RI Kantongi Pinjaman Rp 15 T dari Australia untuk Penanganan Covid-19
Indonesia memperoleh pinjaman dari Pemerintah Australia sebesar 1,5 miliar dolar Australia atau setara Rp 15,44 triliun. Pinjaman dengan jangka waktu 15 tahun ini akan digunakan untuk mendukung Program Respon Aktif dan Dukungan Penanganan Covid-19 yang dipimpin oleh Asian Development Bank.
Menteri Keuangan Australia Josh Frydenberg mengatakan pinjaman tersebut mencerminkan saat-saat luar biasa yang harus dihadapi bersama. "Ini juga sebagai pengakuan atas catatan pengelolaan fiskal Indonesia yang baik," kata Frydenberg dalam Press Statement Kerjasama Ekonomi antara Indonesia dan Australia dalam Menanggulangi Pandemi Covid-19, Kamis (12/11).
Ia menjelaskan, pemulihan yang kuat dan cepat di Indonesia sangat penting, tidak hanya untuk Indonesia tetapi juga untuk Australia. Hubungan yang erat antara kedua negara semakin dibutuhkan.
Frydenberg mengatakan bahwa pandemi berdampak sangat buruk bagi dunia.
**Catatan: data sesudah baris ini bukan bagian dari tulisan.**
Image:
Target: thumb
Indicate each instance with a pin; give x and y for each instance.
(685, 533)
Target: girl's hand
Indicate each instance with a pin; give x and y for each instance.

Australia maupun Indonesia telah merasakan dampak virus corona dan telah mengalami rekor kontraksi ekonomi sejak dimulainya pandemi.
"Dampaknya pada bisnis, mata pencaharian, dan pekerjaan tidak bisa diremehkan," ujar dia.
Menteri Keuangan Sri Mulyani Indrawati menyampaikan bahwa dukungan dari Pemerintah Australia akan sangat membantu berjalannya program Pemulihan Ekonomi Nasional. "Membantu masyarakat, bisnis, UMKM, tetapi yang terpenting juga menjaga keamanan dan keberlanjutan pengeluaran fiskal," kata Sri Mulyani dalam kesempatan yang sama.
Sri Mulyani menegaskan bahwa sebuah negara tidak bisa pulih sendirian di tengah Covid-19. Dengan demikian, perlunya saling mendukung dan berbagi pengalaman untuk mengatasi pandemi.
Lebih lanjut, instrumen fiskal dinilai ia kini menjadi salah satu instrumen kebijakan terpenting. "Baik itu untuk sektor kesehatan guna menunjang masyarakat dalam bentuk jaring pengaman sosial ataupun untuk bisnis," ujarnya.
Sebelumnya, Kementerian Keuangan memang telah menegaskan tak akan menerbitkan obligasi global alias global bonds dalam waktu dekat. Pemerintah lebih memilih mencari pinjaman proyek hingga akhir tahun.
"Untuk global bonds, kami sudah selesai. Samurai bonds terakhir," kata Direktur Jenderal Pengelolaan Pembiayaan dan Risiko Kemenkeu Luky Alfirman dalam sebuah diskusi virtual, Jumat (24/7).
Luky pun menyebut pemerintah akan menggunakan opsi lain untuk membiayai APBN. "Kami akan banyak menggunakan pinjaman proyek di semester II," ujarnya.
Lebih lanjut, ia menuturkan bahwa pemerintah sudah menarik pinjaman multilateral kepada lima lembaga internasional pada semester I 2020. Rinciannya, Bank Dunia US$ 300 juta, Bank Pembangunan Asia (ADB) US$ 500 juta, dan Bank Pembangunan Perancis 100 juta Euro.
Kemudian, Bank Pembangunan Jerman 500 juta Euro, dan Japan International Cooperation Agency 31.800 juta yen Jepang. Total pinjaman multilateral itu mencapai US$ 1,8 miliar.
Posisi utang pemerintah per September 2020 mencapai Rp 5.756,87 triliun, melesat lebih dari Rp 1.000 triliun dibandingkan periode yang sama tahun lalu. Rasio utang terhadap Produk Domestik Bruto pun meningkat dari 30,23% pada 2019 menjadi 36,41%.
Melihat rasio utang yang meningkat, Badan Pemeriksa Keuangan memperingatkan pemerintah untuk mencermati risiko fiskal dalam jangka panjang. Dalam Ikhtisar Hasil Pemeriksaan Semester I 2020, auditor negara menekankan pentingnya pemerintah untuk menjaga kesinambungan fiskal.